Overall, I think working on producing a way of evaluating understanding that satisfies these desiderata seems like an extremely critical open problem to me. If we could channel the asks of society and the efforts of big AI labs into understanding models in a rigorous way, we could shape a lot more safety research than we have the ability to do ourselves, and point it directly at what I see as the core problem of us not understanding the models that we are building.

I think it’s also worth pointing out that there are some existing techniques that currently seem insufficient to me here, but could potentially be used as a basis for something like this:

  • Causal scrubbing: My main problem with causal scrubbing as a solution here is that it only guarantees the sufficiency, but not the necessity, of your explanation. As a result, my understanding is that a causal-scrubbing-based evaluation would admit a trivial explanation that simply asserts that the entire model is relevant for every behavior. Additionally, causal scrubbing also has the problem that it’s not very method-agnostic: causal scrubbing is pretty adamant about the exact form of mechanistic understanding that’s required for it.

  • Auditing games: Fundamentally, auditing games are a technique for evaluating interpretability tools, not a technique for evaluating the extent to which you understand some particular model, since they measure the extent to which your tools are able to distinguish models and understand their differences across some large set of different models. That being said, they could certainly be a part of an understanding-based evaluation here, at least as a way to demonstrate the robustness of some particular type of understanding-producing tool.

  • Prediction-based evaluation: Another option could be to gauge understanding based on how well you can predict your model’s generalization behavior in advance. In some sense, this sort of evaluation is nice because the things we eventually care about—e.g. will your model do a treacherous turn—are predictions about the model’s generalization behavior. Unfortunately, it’s very unclear why ability to predict generalization behavior on other tasks would transfer to being able to predict generalization behavior in the cases that we care about—and we can’t test the case that we care about directly due to RSA-2048-style problems. In general, it’s just not clear to me that prediction on any particular generalization task that we could test in advance would actually require any of the sort of relevant understanding. For example, if you wanted to generally predict model behavior right now, you’d probably just want to get really good at understanding webtext, practice the next token prediction game, etc. Or if you really give me freedom to do whatever I want to predict some model’s generalization behavior, I could just train another similar model and see what it does, which obviously isn’t actually producing any additional understanding.

Finally, I think it’s also worth noting here that I don’t want to replace behavioral safety standards entirely. I definitely think that there is a place for behavioral red-teaming as a way to catch many different sorts of model failures, including potentially some situations where you have a deceptively aligned model. Such evaluations could be especially useful early on as a way to find the first example of a deceptively aligned model, which could then be studied extensively.
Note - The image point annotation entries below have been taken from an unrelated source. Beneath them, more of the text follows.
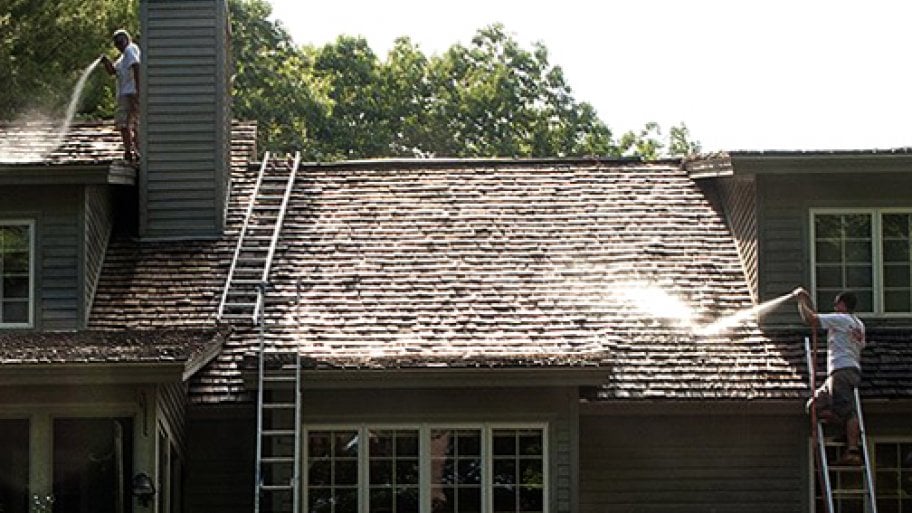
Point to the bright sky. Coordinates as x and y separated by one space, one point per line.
742 74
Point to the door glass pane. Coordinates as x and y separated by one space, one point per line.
92 464
14 466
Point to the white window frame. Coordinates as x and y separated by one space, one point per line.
30 223
877 262
424 457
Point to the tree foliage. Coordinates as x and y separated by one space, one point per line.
491 97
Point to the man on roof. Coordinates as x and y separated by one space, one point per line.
845 340
126 67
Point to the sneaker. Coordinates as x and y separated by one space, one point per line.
851 458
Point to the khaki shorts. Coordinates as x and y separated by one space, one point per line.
127 111
837 395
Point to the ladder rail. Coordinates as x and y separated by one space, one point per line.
261 368
869 480
273 243
817 435
243 232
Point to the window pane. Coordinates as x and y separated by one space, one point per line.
504 500
828 226
504 471
857 225
456 469
858 276
531 500
14 462
15 287
469 500
14 312
896 251
896 225
858 251
408 500
381 501
14 273
829 250
896 276
829 277
92 465
332 471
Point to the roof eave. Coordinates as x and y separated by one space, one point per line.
92 373
104 173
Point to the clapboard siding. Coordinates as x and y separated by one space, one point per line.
220 459
172 403
59 282
187 118
784 204
97 232
680 463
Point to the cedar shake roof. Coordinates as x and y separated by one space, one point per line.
481 264
478 264
159 346
85 143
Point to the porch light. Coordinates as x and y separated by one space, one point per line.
143 489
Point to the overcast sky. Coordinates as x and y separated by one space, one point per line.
742 74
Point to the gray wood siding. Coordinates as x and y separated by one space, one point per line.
739 202
186 118
221 450
683 464
98 225
784 255
221 480
172 403
57 213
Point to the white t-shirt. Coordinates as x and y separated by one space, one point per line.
845 340
125 82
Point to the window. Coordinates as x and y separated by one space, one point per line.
867 251
426 469
16 274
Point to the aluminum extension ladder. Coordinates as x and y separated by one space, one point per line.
278 448
258 239
839 481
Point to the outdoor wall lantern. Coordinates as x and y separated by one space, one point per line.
143 489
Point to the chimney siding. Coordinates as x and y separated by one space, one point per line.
186 120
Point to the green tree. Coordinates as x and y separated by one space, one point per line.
273 84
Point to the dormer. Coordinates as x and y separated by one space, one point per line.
186 121
825 220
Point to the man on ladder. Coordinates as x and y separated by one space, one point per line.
834 401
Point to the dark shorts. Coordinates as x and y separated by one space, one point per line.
127 111
837 394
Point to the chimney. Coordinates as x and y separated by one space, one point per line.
185 132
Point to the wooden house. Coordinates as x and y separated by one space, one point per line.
473 335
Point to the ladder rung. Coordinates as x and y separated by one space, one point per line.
276 460
279 432
279 406
276 488
280 379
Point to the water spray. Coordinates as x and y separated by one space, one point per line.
42 144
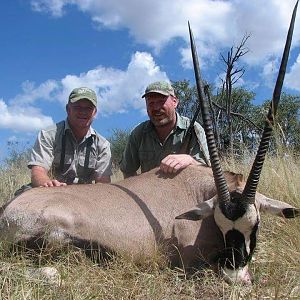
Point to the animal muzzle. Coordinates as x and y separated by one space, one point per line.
237 276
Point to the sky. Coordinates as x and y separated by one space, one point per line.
118 47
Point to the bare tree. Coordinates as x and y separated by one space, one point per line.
233 74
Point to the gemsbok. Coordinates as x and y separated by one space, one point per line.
140 214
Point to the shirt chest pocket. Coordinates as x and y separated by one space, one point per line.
91 163
147 156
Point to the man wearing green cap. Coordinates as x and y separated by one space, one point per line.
72 151
158 141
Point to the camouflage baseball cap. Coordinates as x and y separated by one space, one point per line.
83 93
160 87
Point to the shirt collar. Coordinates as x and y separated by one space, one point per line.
91 131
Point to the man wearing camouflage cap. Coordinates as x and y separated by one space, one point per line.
158 141
71 150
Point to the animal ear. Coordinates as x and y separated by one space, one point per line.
200 212
278 208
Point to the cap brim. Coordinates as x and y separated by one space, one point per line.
156 92
75 99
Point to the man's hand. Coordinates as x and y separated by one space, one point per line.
175 162
39 177
53 182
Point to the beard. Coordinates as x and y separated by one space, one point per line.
161 119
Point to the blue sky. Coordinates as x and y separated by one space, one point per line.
117 47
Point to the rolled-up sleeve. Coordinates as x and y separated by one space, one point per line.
130 162
104 161
42 153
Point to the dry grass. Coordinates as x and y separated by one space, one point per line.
275 265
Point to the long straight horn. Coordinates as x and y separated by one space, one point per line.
253 179
220 182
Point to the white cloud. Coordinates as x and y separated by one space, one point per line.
292 78
21 119
118 91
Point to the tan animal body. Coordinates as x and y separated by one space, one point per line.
136 216
131 217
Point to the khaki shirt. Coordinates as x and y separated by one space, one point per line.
145 150
47 152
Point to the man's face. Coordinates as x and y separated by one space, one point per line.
161 109
81 113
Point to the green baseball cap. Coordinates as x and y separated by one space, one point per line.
83 93
160 87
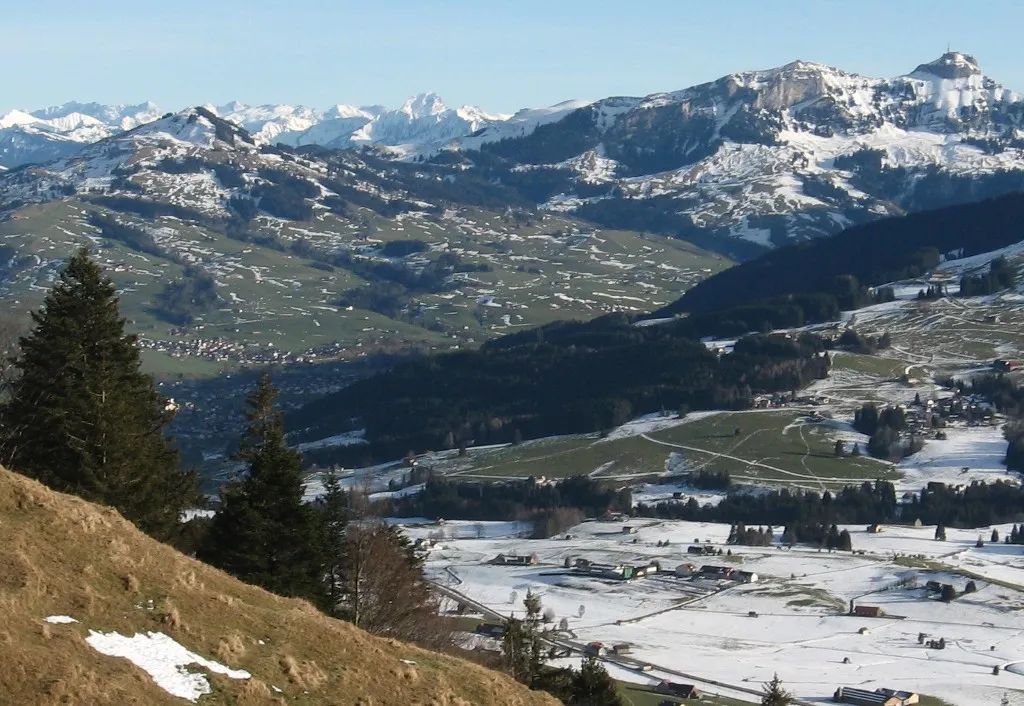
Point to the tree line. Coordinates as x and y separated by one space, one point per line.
567 378
869 255
79 415
811 513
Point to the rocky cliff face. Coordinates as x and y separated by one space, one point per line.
758 159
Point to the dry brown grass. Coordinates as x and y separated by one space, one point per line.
60 555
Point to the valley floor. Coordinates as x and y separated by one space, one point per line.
700 630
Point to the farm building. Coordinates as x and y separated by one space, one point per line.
868 611
514 561
1006 366
604 571
491 629
683 691
709 571
880 697
906 698
700 549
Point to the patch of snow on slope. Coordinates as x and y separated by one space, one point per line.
164 660
59 619
346 439
649 423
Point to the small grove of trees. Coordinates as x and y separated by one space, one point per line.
710 480
885 427
183 299
1000 276
523 658
80 415
327 551
740 534
551 522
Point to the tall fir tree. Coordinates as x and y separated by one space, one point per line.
333 514
593 687
774 695
262 532
83 418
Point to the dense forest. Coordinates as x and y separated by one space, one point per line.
804 515
977 504
586 377
862 256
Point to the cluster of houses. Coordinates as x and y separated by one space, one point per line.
622 572
617 572
514 559
880 697
716 573
969 408
777 400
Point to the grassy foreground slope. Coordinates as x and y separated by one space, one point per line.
60 555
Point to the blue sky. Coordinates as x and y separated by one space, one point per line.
501 55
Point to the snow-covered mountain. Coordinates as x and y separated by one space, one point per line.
423 120
61 130
764 157
753 160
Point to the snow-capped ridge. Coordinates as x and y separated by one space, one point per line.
952 65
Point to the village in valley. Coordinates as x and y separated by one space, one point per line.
675 609
890 614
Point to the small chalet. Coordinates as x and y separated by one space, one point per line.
489 629
514 559
880 697
682 691
868 612
712 572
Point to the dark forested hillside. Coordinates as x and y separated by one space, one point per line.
588 377
871 254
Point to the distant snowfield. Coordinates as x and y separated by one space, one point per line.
802 631
164 660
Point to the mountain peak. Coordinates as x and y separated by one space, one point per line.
952 65
424 105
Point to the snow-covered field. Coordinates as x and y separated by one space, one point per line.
802 630
969 454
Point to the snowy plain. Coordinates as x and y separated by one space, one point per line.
802 629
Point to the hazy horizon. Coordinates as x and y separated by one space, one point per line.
501 56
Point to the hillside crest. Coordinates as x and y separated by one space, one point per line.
64 556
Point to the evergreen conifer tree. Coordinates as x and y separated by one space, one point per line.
83 418
593 687
333 517
774 695
262 533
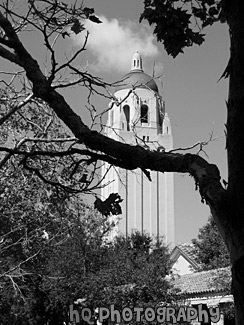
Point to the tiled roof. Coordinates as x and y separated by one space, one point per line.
206 281
187 250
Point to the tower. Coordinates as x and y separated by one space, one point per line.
137 116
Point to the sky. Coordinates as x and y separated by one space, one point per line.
195 100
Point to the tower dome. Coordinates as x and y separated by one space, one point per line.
137 77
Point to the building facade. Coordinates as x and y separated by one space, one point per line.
137 116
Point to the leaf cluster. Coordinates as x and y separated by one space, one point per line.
179 24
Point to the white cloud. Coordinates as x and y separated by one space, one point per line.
113 44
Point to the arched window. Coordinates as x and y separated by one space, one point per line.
126 109
144 113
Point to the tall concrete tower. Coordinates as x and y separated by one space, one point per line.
138 116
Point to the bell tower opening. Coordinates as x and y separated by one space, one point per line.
126 109
144 113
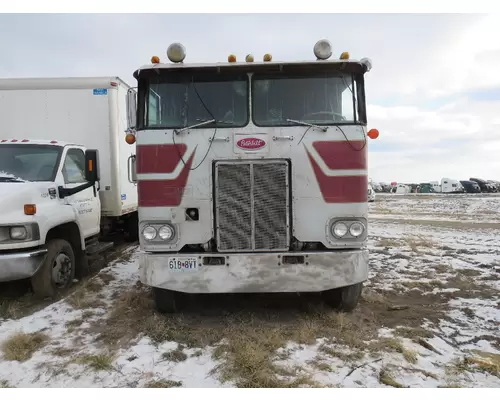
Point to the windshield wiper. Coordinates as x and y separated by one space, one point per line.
203 122
10 179
323 128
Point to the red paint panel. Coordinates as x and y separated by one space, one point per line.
341 189
159 158
340 155
165 192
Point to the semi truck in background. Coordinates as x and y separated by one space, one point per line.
252 176
63 177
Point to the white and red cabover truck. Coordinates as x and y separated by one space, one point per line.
252 176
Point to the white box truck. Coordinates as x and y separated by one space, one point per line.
63 177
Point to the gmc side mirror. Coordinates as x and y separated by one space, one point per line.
131 109
92 166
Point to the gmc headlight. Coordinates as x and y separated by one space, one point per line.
356 229
18 233
340 229
166 232
149 233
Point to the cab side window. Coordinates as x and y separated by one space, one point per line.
74 166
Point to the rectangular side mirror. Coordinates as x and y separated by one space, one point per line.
131 109
92 166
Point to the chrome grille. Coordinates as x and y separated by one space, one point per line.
252 205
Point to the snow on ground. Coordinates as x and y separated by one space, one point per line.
429 317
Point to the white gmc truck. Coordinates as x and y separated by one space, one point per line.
57 196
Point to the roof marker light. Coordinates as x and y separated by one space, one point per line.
367 63
323 49
176 52
130 138
373 133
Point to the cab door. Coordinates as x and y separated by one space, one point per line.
87 206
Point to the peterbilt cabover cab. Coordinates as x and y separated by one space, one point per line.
50 212
252 176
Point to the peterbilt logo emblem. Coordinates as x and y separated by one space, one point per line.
251 144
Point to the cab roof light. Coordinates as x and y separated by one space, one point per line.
344 55
367 63
130 138
373 133
176 52
323 49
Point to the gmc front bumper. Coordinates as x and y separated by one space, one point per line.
257 272
21 264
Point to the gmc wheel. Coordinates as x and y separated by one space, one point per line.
57 271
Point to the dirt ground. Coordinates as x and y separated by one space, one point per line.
429 317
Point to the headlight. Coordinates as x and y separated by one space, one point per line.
340 229
356 229
166 232
18 233
149 233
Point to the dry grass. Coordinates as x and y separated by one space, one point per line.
386 378
10 309
21 346
98 362
176 355
248 337
388 344
163 383
416 242
4 384
386 242
62 351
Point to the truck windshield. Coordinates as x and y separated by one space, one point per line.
26 162
180 100
325 98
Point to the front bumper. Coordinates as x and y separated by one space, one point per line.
20 265
257 272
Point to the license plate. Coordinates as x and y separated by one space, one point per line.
183 263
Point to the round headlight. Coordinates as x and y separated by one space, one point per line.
356 229
323 49
166 232
340 229
176 52
149 233
18 233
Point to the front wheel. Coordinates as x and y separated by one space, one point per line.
167 301
57 271
343 299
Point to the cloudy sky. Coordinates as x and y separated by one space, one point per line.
433 92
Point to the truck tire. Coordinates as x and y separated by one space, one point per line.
57 271
167 301
343 299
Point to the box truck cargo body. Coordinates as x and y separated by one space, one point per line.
63 176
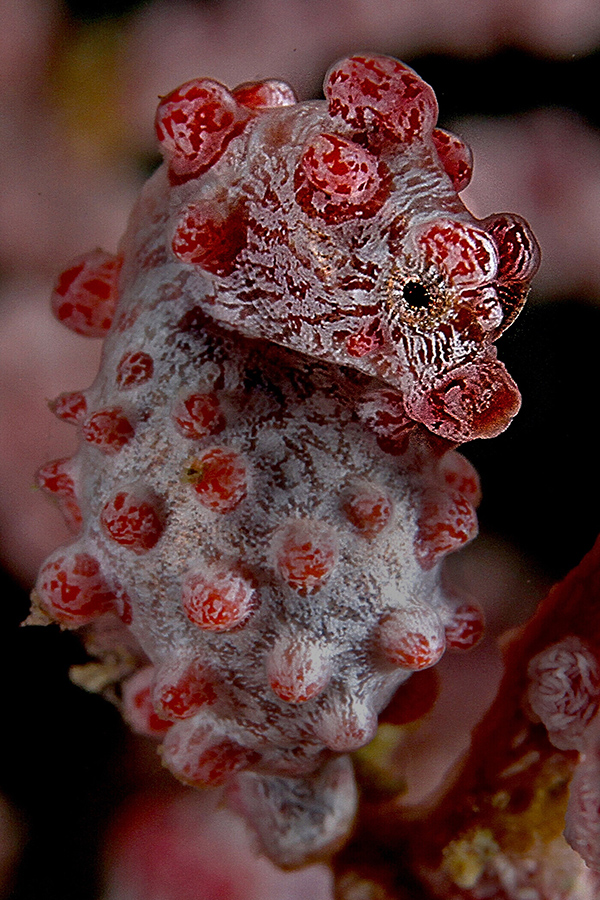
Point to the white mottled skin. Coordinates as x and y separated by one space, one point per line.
269 342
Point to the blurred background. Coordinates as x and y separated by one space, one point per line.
79 83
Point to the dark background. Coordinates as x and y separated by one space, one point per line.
62 752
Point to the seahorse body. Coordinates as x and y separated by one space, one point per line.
299 329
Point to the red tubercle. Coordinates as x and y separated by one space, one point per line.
261 95
72 589
211 237
412 638
447 521
298 669
368 508
305 553
219 477
56 479
108 429
181 688
85 295
134 368
519 253
138 709
466 256
369 337
381 97
455 156
195 123
70 407
342 169
199 755
465 628
217 599
335 208
198 415
477 400
132 521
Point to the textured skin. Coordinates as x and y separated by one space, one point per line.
265 485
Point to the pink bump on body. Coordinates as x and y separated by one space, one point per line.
138 709
347 725
455 156
447 521
343 170
305 554
182 687
381 96
217 599
210 236
266 94
368 508
199 754
135 367
56 478
132 521
72 589
412 638
219 477
194 124
108 430
298 668
85 295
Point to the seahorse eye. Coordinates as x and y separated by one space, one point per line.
416 295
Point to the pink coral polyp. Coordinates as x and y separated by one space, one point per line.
380 94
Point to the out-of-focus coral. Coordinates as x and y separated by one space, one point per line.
545 163
497 830
183 847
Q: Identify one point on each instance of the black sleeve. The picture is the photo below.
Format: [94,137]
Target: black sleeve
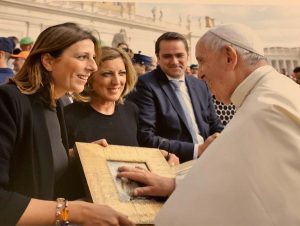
[12,204]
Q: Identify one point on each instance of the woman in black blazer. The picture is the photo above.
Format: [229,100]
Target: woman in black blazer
[34,158]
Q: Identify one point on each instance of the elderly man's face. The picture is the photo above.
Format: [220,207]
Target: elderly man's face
[213,68]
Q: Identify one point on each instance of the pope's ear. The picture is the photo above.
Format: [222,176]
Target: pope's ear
[47,61]
[231,56]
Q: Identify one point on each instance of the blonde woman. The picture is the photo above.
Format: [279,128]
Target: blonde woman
[102,111]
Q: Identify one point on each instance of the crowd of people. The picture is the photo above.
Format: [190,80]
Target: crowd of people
[246,171]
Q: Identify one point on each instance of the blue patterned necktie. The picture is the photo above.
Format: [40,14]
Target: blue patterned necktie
[192,128]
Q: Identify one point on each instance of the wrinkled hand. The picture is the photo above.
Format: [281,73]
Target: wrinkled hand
[155,185]
[101,142]
[89,214]
[172,159]
[206,143]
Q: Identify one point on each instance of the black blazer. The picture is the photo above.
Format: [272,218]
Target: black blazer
[162,122]
[26,163]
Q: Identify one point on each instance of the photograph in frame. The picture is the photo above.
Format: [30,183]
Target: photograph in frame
[99,166]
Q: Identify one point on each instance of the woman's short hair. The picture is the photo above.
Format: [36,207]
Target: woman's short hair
[110,53]
[33,78]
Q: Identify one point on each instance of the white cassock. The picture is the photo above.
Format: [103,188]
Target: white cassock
[250,175]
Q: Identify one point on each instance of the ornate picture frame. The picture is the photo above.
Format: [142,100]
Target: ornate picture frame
[100,164]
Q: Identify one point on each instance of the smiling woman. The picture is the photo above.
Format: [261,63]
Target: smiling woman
[102,112]
[34,162]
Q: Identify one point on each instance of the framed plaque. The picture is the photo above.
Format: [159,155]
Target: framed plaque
[100,164]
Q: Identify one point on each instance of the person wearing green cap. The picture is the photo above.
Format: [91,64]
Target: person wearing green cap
[26,44]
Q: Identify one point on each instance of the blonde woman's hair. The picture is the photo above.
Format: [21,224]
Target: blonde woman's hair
[110,53]
[33,78]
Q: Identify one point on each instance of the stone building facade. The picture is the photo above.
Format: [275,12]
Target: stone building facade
[283,59]
[30,17]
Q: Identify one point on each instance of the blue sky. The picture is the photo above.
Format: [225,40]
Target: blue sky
[276,24]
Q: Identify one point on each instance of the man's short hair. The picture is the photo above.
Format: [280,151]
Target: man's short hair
[170,36]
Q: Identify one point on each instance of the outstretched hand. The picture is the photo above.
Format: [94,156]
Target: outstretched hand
[155,185]
[206,143]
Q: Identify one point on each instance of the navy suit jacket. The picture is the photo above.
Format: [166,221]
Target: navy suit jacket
[161,121]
My point is only that such evaluations are insufficient on their own and need to be coupled with some sort of understanding-based standard if they are to actually be sufficient to guarantee safety into regimes where deceptive models could be highly capable at hiding their deception.

Edit: See these follow-up comments for some more of my thoughts here.

  1. ^

    That’s because while I think it would be quite tricky for a deceptively aligned AI to sandbag its capabilities when explicitly fine-tuned on some capabilities task (that probably requires pretty advanced gradient hacking), it should be quite easy for such a model to pretend to look aligned.